The comments were posted to Google's new Take Action portal, as part of its #freeandopen campaign. The site encourages users to take part in governance efforts and make their voices heard through various campaigns aimed at stopping web censorship and takedown efforts.
Google has seen itself at the center of a number of government censorship and takedown efforts. The company recently disclosed that it had received some 20,000 requests for user data in the first six months of 2012, with the U.S. as the top applicant.
Google warned that meetings such as the ITU conferences could allow government organizations to side-step the democratic process and apply even tighter controls on the web behind closed doors. The ITU exists under the umbrella of the United Nations.
"Some proposals could permit governments to censor legitimate speech - or even allow them to cut off internet access," Google argued. "Other proposals would require services like YouTube, Facebook, and Skype to pay new tolls in order to reach people across borders. This could limit access to information - particularly in emerging markets."
The ITU refuted the idea that they want to increase censorship and regulate the Internet in a blog post:
Google has also incorrectly stated, on its official website, that governments alone, working behind closed doors, should not direct the Internet’s future.

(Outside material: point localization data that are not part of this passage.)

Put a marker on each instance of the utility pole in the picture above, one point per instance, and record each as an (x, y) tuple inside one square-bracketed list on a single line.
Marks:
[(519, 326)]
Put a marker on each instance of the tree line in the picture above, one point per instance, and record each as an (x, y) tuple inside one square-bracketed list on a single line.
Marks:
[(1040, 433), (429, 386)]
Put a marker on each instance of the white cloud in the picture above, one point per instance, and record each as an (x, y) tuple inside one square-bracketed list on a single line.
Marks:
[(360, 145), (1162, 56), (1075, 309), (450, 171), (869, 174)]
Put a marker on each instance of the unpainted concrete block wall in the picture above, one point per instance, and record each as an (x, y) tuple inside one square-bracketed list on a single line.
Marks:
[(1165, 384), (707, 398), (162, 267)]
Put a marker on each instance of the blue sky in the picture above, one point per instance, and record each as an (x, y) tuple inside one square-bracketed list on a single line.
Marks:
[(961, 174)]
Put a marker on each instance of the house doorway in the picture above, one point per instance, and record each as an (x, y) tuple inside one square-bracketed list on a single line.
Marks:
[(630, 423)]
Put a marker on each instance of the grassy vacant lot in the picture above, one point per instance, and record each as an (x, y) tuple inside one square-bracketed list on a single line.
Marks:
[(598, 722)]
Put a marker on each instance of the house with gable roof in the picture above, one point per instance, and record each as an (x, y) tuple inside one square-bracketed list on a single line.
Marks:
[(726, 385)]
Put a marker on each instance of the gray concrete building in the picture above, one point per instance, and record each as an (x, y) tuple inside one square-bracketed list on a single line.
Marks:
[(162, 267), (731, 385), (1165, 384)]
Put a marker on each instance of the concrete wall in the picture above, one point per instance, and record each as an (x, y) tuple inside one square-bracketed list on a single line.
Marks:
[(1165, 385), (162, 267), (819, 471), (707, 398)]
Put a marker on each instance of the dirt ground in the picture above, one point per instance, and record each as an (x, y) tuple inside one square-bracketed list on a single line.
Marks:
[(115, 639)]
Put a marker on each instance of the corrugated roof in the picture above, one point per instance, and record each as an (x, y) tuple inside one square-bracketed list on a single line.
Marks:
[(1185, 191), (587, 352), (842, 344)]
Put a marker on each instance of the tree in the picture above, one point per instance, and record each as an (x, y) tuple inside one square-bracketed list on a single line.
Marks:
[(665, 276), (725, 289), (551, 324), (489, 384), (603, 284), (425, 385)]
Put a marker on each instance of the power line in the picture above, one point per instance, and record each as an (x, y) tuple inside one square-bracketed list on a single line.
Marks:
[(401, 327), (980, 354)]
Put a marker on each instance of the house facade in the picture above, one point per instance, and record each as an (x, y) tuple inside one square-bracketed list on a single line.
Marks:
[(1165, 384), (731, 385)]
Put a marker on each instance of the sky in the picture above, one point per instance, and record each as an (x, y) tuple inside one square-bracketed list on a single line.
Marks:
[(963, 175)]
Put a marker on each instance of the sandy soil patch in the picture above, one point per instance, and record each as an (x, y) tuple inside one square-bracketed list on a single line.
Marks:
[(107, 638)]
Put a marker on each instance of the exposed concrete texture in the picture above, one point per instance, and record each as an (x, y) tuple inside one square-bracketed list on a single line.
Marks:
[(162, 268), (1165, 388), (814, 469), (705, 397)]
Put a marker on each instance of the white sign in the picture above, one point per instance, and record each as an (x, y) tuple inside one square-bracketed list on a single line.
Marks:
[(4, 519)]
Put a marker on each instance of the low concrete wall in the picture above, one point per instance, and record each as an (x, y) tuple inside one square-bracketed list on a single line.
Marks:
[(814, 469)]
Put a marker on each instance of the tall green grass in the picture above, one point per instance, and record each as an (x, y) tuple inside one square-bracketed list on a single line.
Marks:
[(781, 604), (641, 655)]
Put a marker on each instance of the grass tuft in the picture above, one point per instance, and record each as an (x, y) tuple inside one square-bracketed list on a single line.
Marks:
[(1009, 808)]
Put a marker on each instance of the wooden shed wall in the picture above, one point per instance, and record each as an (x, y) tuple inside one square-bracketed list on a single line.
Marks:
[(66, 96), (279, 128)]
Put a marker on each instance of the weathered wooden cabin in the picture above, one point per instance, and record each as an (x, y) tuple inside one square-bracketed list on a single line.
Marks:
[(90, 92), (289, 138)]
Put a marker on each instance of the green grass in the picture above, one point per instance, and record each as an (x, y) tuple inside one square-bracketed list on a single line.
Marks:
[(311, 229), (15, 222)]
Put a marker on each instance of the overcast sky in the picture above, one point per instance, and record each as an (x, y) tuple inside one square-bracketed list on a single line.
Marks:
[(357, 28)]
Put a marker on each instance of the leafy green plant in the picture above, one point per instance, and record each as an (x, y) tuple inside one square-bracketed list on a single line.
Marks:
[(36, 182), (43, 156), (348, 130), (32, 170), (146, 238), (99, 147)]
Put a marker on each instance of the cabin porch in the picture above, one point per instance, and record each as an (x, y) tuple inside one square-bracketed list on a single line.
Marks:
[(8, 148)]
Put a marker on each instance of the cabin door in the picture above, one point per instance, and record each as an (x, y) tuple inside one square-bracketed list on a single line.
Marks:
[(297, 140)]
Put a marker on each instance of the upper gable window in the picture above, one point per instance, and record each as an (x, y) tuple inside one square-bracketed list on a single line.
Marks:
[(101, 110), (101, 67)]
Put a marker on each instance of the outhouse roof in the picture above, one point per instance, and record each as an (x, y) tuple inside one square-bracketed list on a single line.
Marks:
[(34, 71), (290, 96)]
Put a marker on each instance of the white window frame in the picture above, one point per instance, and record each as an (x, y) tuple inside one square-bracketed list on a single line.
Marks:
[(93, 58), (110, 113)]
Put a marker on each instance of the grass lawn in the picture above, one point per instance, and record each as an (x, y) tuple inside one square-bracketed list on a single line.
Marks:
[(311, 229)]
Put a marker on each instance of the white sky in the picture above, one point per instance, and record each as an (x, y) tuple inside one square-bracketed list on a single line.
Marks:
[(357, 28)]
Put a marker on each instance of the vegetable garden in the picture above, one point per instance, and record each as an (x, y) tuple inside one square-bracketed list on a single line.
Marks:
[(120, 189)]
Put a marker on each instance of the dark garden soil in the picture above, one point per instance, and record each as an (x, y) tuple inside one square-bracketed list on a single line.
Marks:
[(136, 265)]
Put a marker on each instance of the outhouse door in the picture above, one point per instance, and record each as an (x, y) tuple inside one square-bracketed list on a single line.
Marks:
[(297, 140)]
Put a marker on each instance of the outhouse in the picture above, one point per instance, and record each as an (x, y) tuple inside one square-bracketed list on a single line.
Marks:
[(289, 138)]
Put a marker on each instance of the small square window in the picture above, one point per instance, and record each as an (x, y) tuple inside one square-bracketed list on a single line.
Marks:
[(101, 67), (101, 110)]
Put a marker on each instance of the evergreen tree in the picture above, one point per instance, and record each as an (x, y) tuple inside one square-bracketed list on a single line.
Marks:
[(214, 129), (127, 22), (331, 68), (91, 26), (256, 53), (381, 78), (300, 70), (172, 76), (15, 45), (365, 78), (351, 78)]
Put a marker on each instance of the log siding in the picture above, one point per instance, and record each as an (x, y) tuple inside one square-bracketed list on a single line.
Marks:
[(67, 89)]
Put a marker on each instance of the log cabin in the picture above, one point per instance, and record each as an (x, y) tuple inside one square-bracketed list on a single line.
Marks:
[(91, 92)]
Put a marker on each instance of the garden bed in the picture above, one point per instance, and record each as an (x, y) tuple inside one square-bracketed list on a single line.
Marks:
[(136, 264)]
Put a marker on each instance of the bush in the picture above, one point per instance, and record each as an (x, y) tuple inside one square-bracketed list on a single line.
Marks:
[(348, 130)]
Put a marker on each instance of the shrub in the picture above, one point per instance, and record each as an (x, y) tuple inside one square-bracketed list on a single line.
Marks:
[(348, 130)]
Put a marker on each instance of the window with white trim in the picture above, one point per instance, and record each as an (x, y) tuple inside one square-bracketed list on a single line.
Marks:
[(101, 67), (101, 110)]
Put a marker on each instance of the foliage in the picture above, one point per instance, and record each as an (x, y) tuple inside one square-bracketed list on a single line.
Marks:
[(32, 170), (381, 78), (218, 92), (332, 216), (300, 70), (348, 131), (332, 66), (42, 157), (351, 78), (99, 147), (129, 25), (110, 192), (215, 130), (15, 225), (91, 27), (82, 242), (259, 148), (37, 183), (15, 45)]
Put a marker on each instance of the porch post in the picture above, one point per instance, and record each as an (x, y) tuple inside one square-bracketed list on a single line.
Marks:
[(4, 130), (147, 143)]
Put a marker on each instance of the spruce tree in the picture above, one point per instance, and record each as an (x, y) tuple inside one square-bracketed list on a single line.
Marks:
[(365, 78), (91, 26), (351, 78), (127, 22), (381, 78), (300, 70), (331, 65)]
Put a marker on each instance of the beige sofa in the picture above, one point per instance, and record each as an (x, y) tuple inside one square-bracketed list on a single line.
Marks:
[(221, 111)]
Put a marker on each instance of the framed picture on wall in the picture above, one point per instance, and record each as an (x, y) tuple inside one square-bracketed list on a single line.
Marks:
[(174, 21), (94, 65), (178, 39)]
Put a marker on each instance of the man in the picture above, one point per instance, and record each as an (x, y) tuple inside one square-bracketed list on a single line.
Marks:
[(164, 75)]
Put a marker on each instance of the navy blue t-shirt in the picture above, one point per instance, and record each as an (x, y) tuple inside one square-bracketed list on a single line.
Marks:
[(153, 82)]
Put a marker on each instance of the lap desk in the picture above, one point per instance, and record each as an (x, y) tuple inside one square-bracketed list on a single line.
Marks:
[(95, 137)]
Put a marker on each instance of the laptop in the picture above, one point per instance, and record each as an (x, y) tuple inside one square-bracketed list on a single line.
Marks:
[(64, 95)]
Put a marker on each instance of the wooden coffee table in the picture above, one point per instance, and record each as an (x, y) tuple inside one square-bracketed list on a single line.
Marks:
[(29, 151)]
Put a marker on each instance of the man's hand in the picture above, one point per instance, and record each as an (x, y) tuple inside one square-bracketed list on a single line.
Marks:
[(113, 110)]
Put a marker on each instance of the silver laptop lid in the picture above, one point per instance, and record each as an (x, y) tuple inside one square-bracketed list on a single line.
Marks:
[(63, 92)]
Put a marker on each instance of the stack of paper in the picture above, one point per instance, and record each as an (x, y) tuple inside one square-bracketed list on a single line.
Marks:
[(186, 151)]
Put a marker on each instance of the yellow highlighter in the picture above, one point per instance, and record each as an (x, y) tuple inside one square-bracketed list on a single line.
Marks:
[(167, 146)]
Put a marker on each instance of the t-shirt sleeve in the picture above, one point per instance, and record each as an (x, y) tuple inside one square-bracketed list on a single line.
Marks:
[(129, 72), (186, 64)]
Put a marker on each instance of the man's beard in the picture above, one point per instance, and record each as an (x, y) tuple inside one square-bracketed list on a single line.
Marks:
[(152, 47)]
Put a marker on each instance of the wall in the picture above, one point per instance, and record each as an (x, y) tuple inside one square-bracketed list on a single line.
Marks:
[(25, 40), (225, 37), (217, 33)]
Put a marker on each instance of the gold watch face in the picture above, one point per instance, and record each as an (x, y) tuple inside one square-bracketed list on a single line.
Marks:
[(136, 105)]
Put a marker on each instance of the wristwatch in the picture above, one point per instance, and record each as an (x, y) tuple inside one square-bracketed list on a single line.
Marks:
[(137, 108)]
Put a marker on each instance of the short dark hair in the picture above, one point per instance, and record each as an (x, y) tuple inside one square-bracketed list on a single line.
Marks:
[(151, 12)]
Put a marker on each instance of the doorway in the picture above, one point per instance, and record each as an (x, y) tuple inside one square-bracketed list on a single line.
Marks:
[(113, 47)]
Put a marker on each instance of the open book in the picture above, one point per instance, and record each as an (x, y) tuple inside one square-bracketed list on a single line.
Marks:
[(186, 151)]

The so-called closed-door meeting is however inclusive of 193 national delegations which are participating in WCIT-12. In addition, ITU is pleased to note that private sector companies and civil society organizations have registered to attend WCIT-12 in large numbers.
The United States, where Google itself is headquartered, has confirmed more than 125 people in its delegation to WCIT-12, with a large majority of these delegates representing the private sector and civil society.
It is interesting to note that Google representatives are part of the United States delegation.
Meanwhile, the European Parliament is so concerned that it passed a resolution opposing any ITU assertion that it should control the Internet, the Inquirer reported.